Japanese champion Charlie Ota makes American debut Saturday

Japanese champion Charlie Ota makes American debut Saturday night in birthplace

Martinez vs. Macklin, Rodriguez vs. George

Charlie Ota

Charlie Ota

NEW YORK (March 14, 2012) – The circuitous journey for Charlie Ota (19-1, 13 KOs), aka Charles Bellamy, comes full circle Saturday night in New York City as the 30-year-old junior middleweight makes his American debut, ironically, in the city in which he was born, nearly 6,800 miles from where he lives in Tokyo.

Ota faces veteran Gundrick “Sho-Gun” King (16-7, 11 KOs) in an eight-round bout on the undercard of “THE REAL Middleweight Championship – Get Your Irish Up” card, presented by DiBella Entertainment, Saturday evening (St. Patrick’s Day) in The Theater at Madison Square Garden.

The 12-round main event features World Middleweight Champion Sergio “Maravilla” Martinez (48-2-2, 27 KOs), Ring Magazine’s No. 3 pound-for-pound fighter, defending against former European champion Matthew “Mack the Knife” Macklin (28-3, 19 KOs). Undefeated super middleweight contender Edwin “La Bomba” Rodriguez (20-0, 14 KOs) takes on Don “Da Bomb” George (22-1-1, 19 KOs) in the 10-round “Bombs Away” co-feature that has possible future world title shot implications. Martinez-Macklin and Rodriguez-George will both air live on HBO’s “World Championship Boxing,” starting at 10PM ET/7PM PT.

Tickets, priced at $505, $355, $205, $125 and $65, are available to purchase through the Madison Square Garden Box Office, through Ticketmaster at Ticketmaster.com or by calling (866) 858-0008. Call DiBella Entertainment at (212) 947-2577, visit www.dbe1.com and @loudibella on Twitter for more information.

“Everybody’s Irish on St. Patrick’s Day, including Charlie, a kid from Harlem adopted by the people of Japan,” show promoter Lou DiBella joked. “This is a unique homecoming for him, fighting halfway around the world, for the first time where he was born. Charlie is an exciting fighter who people are going to love to watch in action.”

Ota was born in Harlem, where he lived for six years, eventually moving to South Carolina and then Maryland. In 2000, Charlie joined the U.S. Navy and chose to be stationed in Japan on the USS Gary, until being honorably discharged in 2004. Charlie briefly returned home to live in the United States but soon permanently moved to Japan. The only time he’s left, until now for this fight, was after last year’s devastating earthquake in Japan, returning home to Maryland to visit his mother and ensure family and friends that he was okay.

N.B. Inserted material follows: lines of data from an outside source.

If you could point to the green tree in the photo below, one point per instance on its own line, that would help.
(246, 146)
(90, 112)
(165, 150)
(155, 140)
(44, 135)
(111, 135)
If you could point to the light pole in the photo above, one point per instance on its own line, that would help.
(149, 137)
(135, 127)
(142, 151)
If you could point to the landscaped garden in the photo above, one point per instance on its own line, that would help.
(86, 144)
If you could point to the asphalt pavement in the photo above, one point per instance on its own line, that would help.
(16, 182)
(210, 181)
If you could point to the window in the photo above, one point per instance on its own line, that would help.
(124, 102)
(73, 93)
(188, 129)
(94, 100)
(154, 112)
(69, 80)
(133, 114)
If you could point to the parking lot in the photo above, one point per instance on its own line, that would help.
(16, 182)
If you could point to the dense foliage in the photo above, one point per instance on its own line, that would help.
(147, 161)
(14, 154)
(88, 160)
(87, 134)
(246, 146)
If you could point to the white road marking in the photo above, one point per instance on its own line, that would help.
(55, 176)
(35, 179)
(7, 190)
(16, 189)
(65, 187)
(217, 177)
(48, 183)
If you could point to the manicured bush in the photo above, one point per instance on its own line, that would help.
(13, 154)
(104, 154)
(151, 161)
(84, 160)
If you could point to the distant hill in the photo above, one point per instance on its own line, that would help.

“Charlie came back because of the fight in him,” his promoter Issei Nakaya remarked. “He has the patience and determination of a Japanese person. Charlie returned to Japan after our earthquake disaster and fought May 19 (2011) on a day called ‘The Day of Boxing’ by Japanese fans. It marks the day Japan’s first world champion, Yoshio Shirai, won his title. I was very happy Charlie fought in the main event (W-TKO9 vs. Tadashi Yuba) on such a special day for Japanese boxing fans. He fought not only for himself, but for all Japanese who had suffered huge damages. I’d like to thank Lou DiBella for giving Charlie a chance to further his boxing career and represent Japan on this great U.S. show.”

Originally, Charlie started taking college classes to work in Japan as an English tutor/teacher, and he soon found a nearby gym (Hachioji Nakaya Boxing Gym) to work out and keep in shape. “I decided to take up boxing and soon became pretty good at it,” Ota explained. “Growing up, I always did a lot of fight training with a friend. Even in the military, I would hang a punching bag up in the helicopter hangar to work out. I soon became pretty good at it and decided to turn pro and see how far I’d go in boxing. I’m very happy that I got a chance to really see Japan and become a fighter at the same time. When I first came to Japan, I was on a ship that was often at sea, so I didn’t get to really see Japan until I moved there.”

Ota has done very well in the ring, too, capturing the Oriental and Pacific Boxing Federation (“OPBF”) and Japanese junior middleweight titles two years ago, followed by six successful title defenses, and he is presently rated No. 9 by the World Boxing Association (“WBA”), as well as No. 19 by the World Boxing Council (“WBC”).


“I started boxing at 24,” Ota added. “I had to put school on hold to box. I remember a lot of people telling me I was too old and that it was too late for me to be a professional boxer. I believed in my ability and wanted to see for myself. I’m happy with my success so far and still believe the best is yet to come.”

Charlie Ota may turn out to be the best thing from Japan to hit New York City since sushi.